I’m not saying that you should of taken a trade or immediately got long. I’m pointing out that there are clues if you are looking for when to buy the dip (or cover your shorts). If that however is not your trading style then waiting for more confirmation and riding trends works as well. At the very least, keep an open mind so that you don’t short right there.
Given that 2013 has been on a monster bull run and seasonality favors an up week, I’m continuing to favor more upside next week. Last week I wrote that I felt neutral about the SPX and that
“I wouldn’t be surprised to see a small pullback as well next week to shake out some people
before Thanksgiving and months end.” I also wrote, “I also like the look of the small caps
(IWM), biotechs (IBB) and finacials (XLF).”
I think for the most part that is still valid. Although $SPX technically looks sound to continue higher, I tend to favor the other three more (although I will give extra time for financial trades in case they decide to consolidate some of their recent gains.) Don’t forget that next week is a shortened week with markets closed on Thursday and a half day on Friday. So if you are trading weekly options know that you are going to lose a lot of premium between Wednesday and Friday.
Open Interest: The following are are all for expiration on November 29th. Note that open interest is a helpful tool to act as an asset to more formal technical analysis, not an exact science.
SPY: This year there has only been a few times where we see the highest open interest strike be the calls. Currently the 181 calls stand out. Half of them (about 30,000) were added on Friday. About a third of those were bought in large chunks at the very end of the day. This is just speculation on my part, but if 181 is quickly taken out at the start of the week it was likely someone that knew something. If it isn’t, then it may act as resistance all week.
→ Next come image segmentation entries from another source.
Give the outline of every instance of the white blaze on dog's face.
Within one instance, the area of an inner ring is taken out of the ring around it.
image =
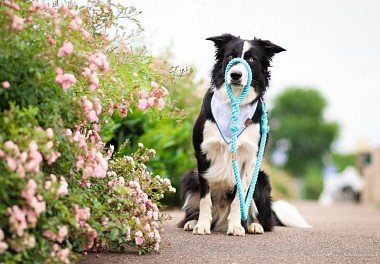
[[[251,44],[248,41],[244,41],[240,58],[244,59],[244,54],[250,48]],[[227,73],[227,81],[234,89],[242,90],[248,81],[248,72],[244,65],[241,63],[233,65]]]
[[[268,40],[253,39],[244,40],[231,34],[210,37],[215,45],[215,65],[211,71],[211,83],[216,92],[221,93],[226,101],[229,101],[225,81],[225,69],[233,58],[243,58],[252,71],[252,82],[247,97],[242,104],[250,103],[257,97],[262,97],[268,87],[270,80],[270,62],[274,54],[285,49],[273,44]],[[248,74],[241,64],[233,66],[228,76],[227,82],[232,86],[235,96],[240,95],[243,86],[247,83]]]

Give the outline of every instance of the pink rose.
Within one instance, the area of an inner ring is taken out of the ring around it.
[[[11,84],[8,81],[2,82],[1,85],[4,89],[9,89],[9,87],[11,87]]]

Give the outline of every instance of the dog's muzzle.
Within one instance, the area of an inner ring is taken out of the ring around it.
[[[236,64],[228,72],[228,82],[231,85],[243,86],[247,83],[248,73],[242,64]]]

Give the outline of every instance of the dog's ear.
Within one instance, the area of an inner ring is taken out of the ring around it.
[[[254,39],[253,41],[256,42],[264,50],[265,54],[269,58],[273,57],[273,55],[276,53],[286,51],[284,48],[273,44],[269,40]]]
[[[222,44],[224,44],[230,40],[233,40],[235,38],[237,38],[237,37],[235,37],[234,35],[223,34],[220,36],[206,38],[206,40],[211,40],[212,42],[214,42],[215,47],[219,48]]]

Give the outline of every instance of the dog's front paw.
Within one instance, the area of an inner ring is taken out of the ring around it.
[[[194,235],[209,235],[209,234],[211,234],[210,224],[204,224],[204,223],[198,222],[198,224],[196,224],[194,226],[193,234]]]
[[[227,229],[227,235],[244,236],[245,230],[241,225],[229,226]]]
[[[183,227],[183,230],[185,230],[185,231],[192,231],[197,223],[198,223],[197,220],[187,221],[186,224],[185,224],[185,226]]]
[[[252,223],[248,227],[248,233],[250,233],[250,234],[263,234],[264,228],[259,223]]]

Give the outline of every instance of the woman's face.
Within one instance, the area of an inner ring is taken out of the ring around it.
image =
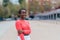
[[[25,18],[26,18],[26,10],[21,10],[20,17],[21,17],[22,19],[25,19]]]

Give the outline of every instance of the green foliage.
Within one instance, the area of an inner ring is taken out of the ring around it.
[[[19,3],[22,4],[23,0],[19,0]]]
[[[8,5],[9,0],[3,0],[3,6],[6,7]]]

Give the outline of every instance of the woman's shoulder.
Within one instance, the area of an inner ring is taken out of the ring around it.
[[[16,22],[21,22],[20,20],[16,20]]]

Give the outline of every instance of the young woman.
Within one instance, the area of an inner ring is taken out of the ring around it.
[[[31,28],[26,18],[26,10],[19,10],[20,19],[16,21],[16,29],[18,32],[17,40],[30,40]]]

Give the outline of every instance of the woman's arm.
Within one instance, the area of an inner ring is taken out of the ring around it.
[[[21,24],[19,21],[16,22],[16,29],[18,31],[18,34],[19,34],[21,40],[24,40],[23,30],[22,30],[22,27],[21,27]]]

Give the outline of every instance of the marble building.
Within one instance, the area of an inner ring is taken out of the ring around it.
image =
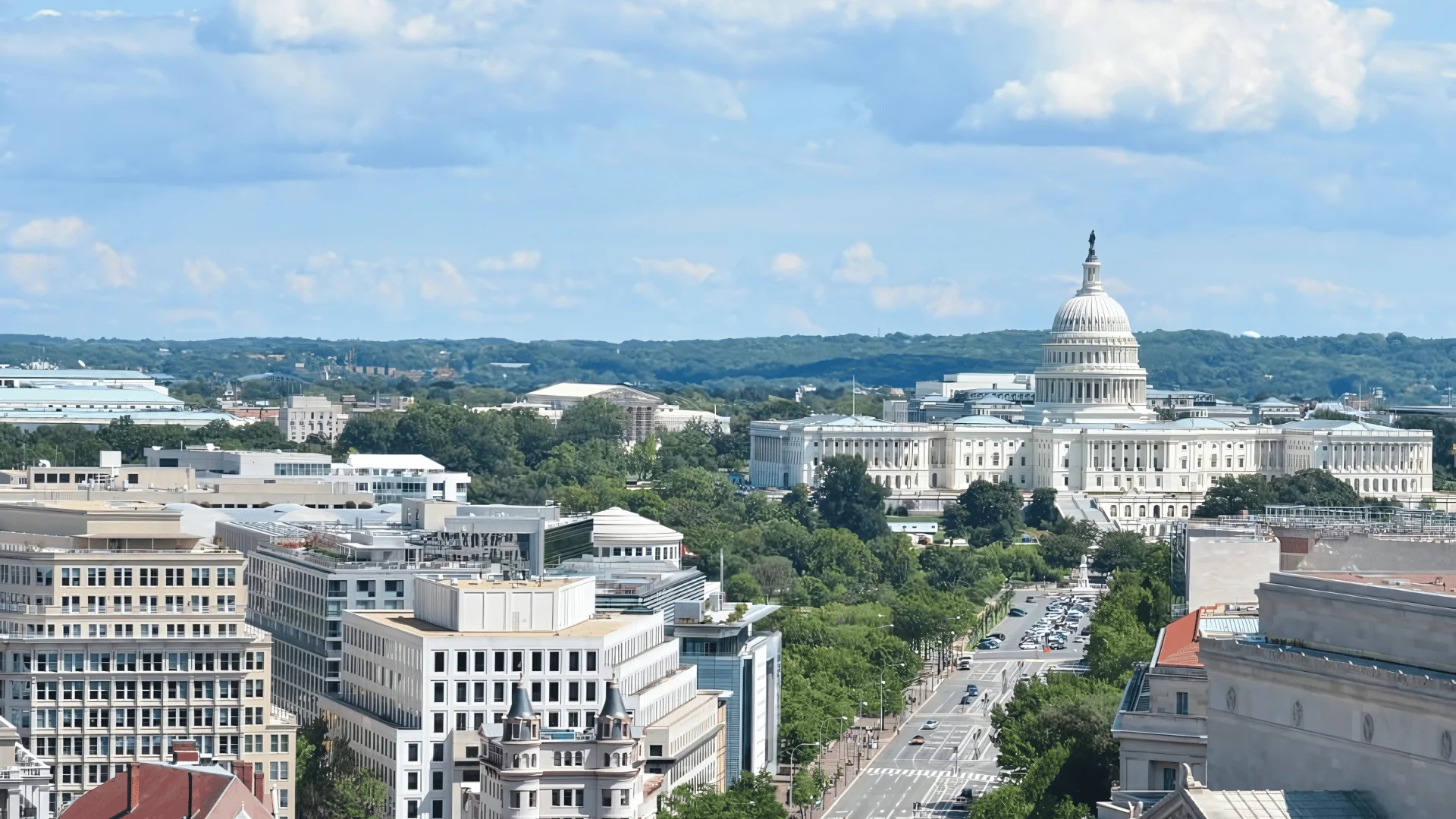
[[[1328,469],[1364,497],[1415,503],[1431,491],[1431,433],[1364,421],[1159,421],[1127,312],[1102,284],[1095,248],[1057,310],[1024,420],[965,415],[891,423],[868,415],[753,421],[754,487],[815,484],[824,458],[858,455],[890,503],[939,512],[973,481],[1059,490],[1064,514],[1159,533],[1223,475]]]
AAPL: Well the good news for bulls is that according to Schaeffers research firm, $AAPL has been positive nine of the last 10 years throughout Thanksgiving week with an average return of 5.81%. The bad news is once again the calls are leading the put open interest. Last year, despite the down trend it did close positive on the week, but most of the gains came in the form of a Monday morning gap up.
AMZN: Closed at all time highs and looks good. May also get a boost from Black Friday anticipation, but needs to get above the 375/380 calls.
BIDU: Not a great week, but managed to close right above its 10-day moving average. The volume on the open interest is low so I would wait and see the direction it wants to take next week.
FB: Currently holding right above the 45.50 area, which has been support since the middle of August. Regarding the OI, I don’t know when or how these were purchased, but there is big volume on the 45 put strike.
GOOG: Another week of consolidating gains from its earnings gap. It would seem in our current market environment that it would soon be taken higher. Note that it is not often we see such large spikes in GOOG calls. If it can’t get above 1040 then you will likely know why, but as I have mentioned before, GOOG is one of the stocks in which open interest is less important.
LNKD: Not looking amazing technically, but is still holding support around the 216 area. The highest open interest range is 200 to 225, but the volume is low so far. I think it’s more of a wait and see.
NFLX: Still grinding higher. Needs to break above 350.50 and stay above. It helps that next week the highest open interest is the 340 puts.
PCLN: Every week I say the same thing…what a beast! Goldman added it to their conviction buy list last week with a $1500 price target. It remains to be seen if they are looking for liquidity to get out. What is encouraging for the bears next week is the outstanding calls.
TSLA: It held where it had to last week. The 200 day is sitting just beneath it at 109. If you are inclined to trade this, note that it is very headline driven right now. Highest open interest is the 130 calls.